We started our work, opening files, attaching photos to cards and logging in details. As the days went by, the importance of what we were doing dawned on me. Our focus was Sudan where a large number of children, boys to be precise, were making a trek into Kenya. We had a picture of each child taken at a camp within Sudan. We had details of their names, ages, height, description and some family information.
After a few days we would receive information that we had to log in. This information was registration data from a stop over point closer to Kenya. But some of the boys were not on the registration list. We would separate those files, close them and hand them to a different office.

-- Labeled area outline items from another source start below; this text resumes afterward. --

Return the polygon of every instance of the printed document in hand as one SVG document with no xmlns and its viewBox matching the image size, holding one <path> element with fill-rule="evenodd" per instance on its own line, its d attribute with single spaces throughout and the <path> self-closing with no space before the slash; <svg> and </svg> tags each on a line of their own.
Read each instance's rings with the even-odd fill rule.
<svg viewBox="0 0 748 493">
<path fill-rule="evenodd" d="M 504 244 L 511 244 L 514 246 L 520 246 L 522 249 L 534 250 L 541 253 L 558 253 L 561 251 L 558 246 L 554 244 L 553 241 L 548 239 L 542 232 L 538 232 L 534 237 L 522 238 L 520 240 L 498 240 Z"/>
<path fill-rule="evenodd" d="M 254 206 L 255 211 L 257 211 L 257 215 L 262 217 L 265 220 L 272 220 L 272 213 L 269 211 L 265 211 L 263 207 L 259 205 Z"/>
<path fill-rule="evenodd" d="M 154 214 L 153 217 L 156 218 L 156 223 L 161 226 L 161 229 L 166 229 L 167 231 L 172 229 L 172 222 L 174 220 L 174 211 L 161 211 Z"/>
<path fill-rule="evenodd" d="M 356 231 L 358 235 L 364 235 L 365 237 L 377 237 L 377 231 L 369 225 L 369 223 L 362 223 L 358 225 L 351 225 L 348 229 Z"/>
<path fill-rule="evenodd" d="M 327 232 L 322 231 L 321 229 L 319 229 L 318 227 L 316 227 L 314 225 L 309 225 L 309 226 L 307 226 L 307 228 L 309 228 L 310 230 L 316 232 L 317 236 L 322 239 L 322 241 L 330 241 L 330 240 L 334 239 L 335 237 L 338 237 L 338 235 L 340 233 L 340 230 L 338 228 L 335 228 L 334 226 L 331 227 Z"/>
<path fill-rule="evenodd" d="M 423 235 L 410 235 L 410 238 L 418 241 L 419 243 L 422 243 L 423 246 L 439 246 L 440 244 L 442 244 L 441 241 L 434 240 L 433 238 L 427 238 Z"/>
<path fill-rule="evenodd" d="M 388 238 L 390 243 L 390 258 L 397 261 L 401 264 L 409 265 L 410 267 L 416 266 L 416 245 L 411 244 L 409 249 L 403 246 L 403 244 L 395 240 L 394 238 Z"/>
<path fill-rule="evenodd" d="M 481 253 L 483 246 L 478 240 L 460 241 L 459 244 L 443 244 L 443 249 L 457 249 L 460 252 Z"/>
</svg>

Eventually I asked what happened to the boys who had not registered.
“They did not make it.” I was told.
They did not make it…
Each file I closed was a life lost…. They did not make it…
I asked why these boys were walking all by themselves, so young, too weak to carry supplies, at the mercy of the animals and the harsh environment, with only each other to hold onto. “It is the only way we can get them into Kenya and getting them into Kenya is their best chance of survival.”
I was horrified. Upset. Angry. I wished I had money to send trucks to pick them up… ‘Why can’t we do more?’ I lamented internally. But all I could do was wait expectantly for the next report.
I shed tears for the boys who did not make it.
I shed tears that they all had to endure such suffering.
I shed tears for the girls did not even stand a chance.
I shed tears for the families that were torn apart.
I shed tears that this was my Africa.
That was my first job. It was the early nineties and those were the Lost Boys of Sudan. While media reports indicate that the boys were between 7 to 17 years old, I recall that there were toddlers who made that journey.
Many were young, many were just babies, protected and cared for by the older boys. I recall some of the older boys lost their lives fighting off wild animals that would trail behind them, hoping to feed on the weak and tired boys who fell back. What sheer strength and character!
It breaks my heart that they suffered…
I wonder where some of those boys are today. They are heroes, all of them. At such a tender age facing the choice of that arduous trek or imminent death.
May they all be blessed abundantly, may their cups spilleth over for their burden was too great, and they were far too young.
We owe them a better Africa, we owe ourselves a better Africa. I pray that we get there.
At a personal level I realized that we all face a great arduous trek in life, but for some of us it is more severe than it is for others. For some of us it comes when we are young, for others the worst hits us later.
How we conduct ourselves through the great trek will determine much of our life to come.
The question is can we make it through the trek with our dignity intact? Can we make it through the great trek with grace, courage and love?
For if we are driven by hate and destruction, selfishness and cowardice, the trek will destroy us even as the journey begins.